Open sergiimk opened 5 months ago
I agree this is unexpected and confusing
@alamb In /expr/src/conditional_expressions.rs file, it is mentioned that coalesce() is supported only for below datatypes and not supported for Timestamp. And so, the return value of coalesce() with timestamp is considered as UTF8. Is there any specific reason for not supporting other datatypes?
/// Currently supported types by the coalesce function.
/// The order of these types correspond to the order on which coercion applies
/// This should thus be from least informative to most informative
pub static SUPPORTED_COALESCE_TYPES: &[DataType] = &[
DataType::Boolean,
DataType::UInt8,
DataType::UInt16,
DataType::UInt32,
DataType::UInt64,
DataType::Int8,
DataType::Int16,
DataType::Int32,
DataType::Int64,
DataType::Float32,
DataType::Float64,
DataType::Utf8,
DataType::LargeUtf8,
];
Is there any specific reason for not supporting other datatypes?

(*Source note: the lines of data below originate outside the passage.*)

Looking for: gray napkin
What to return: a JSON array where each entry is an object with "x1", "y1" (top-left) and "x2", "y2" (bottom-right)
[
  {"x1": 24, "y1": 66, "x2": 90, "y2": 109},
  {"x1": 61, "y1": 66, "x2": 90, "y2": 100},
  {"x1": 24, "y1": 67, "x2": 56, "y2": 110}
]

Hi @dhamotharan-ps -- looking at the actual functions implementation, it does not appear to depend on any specific type, so I don't see a reason for not supporting other data types
Maybe we just need to change https://github.com/apache/arrow-datafusion/blob/e78f4bd9289db4ed41e445e56d59540491aeced2/datafusion/expr/src/built_in_function.rs#L996-L998 to Signature::uniform
🤔
@alamb Signature::uniform is used for fixed number of arguments with same type where as variadic() is used for An arbitrary number of arguments with the same type.
To fix this issue, we need to add missing datatypes to conditional_expressions::SUPPORTED_COALESCE_TYPES. I will fix this issue.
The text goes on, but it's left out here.